Many people actually are not aware of what racism is and might mistakenly believe it to be biased opinions or bigoted views. Racism is a system that benefits one racial group over another. It goes beyond biased views and is embedded into how whole systems work and have worked for many centuries. The pervasive institutional aspect of racism is different from how we have normally been raised to think about it (or privileged enough to never have to experience it), but this aspect is very important to understand. Institutions are what create our life and society in the modern world- they make up our jobs, health, education, criminal justice system and so much more. We rely on institutions to work, get food, to be safe on the road, to have medical care, to have a bank account- almost everything. Racist practices against Black people and other non-white communities have created barriers in every one of these institutional aspects. We see evidence for it not just in the stories they tell but in the statistics that support the presence of institutional racism. We can clearly see institutional racism taking place when we look back on history as well. Its harms exist whether we choose to believe in them or not. This is why it’s much bigger than any one comment or any one person.
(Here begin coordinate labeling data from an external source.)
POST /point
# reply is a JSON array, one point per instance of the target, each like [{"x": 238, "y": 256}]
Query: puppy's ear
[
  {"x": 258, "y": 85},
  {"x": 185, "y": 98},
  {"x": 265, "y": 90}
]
What can allies do to make an impact against racial injustice?
Racism is bigger than any one person, but every single person can make big impacts against it. If every single person began to challenge the norms of our society which are built on white supremacy, a new norm would begin to form. At present, our nation is still uncomfortable even having these conversations, so we have a long way to go. Nonetheless, there is opportunity for resistance at every level. For example, practicing bystander intervention when we hear someone make a racially motivated joke begins to set a new norm that racist comments are unwelcome in the public sphere. You don’t have to have any special set of skills to be a bystander. Even saying out loud “I’m not comfortable with this” or asking someone else for help is a meaningful effort. Resources are available to help find strategies that work for everyone.
The more this happens, the more we start having critical conversations about why and the harms they cause. But again, we can’t just stop at having conversations. It’s also vital that we don’t create solutions on behalf of other people without consulting them. In many instances in the past, ideas and solutions Black people created on behalf of themselves were ignored or others took credit for them. Without lived experience, we cannot fully understand the problem and therefore are equipped to develop appropriate solutions.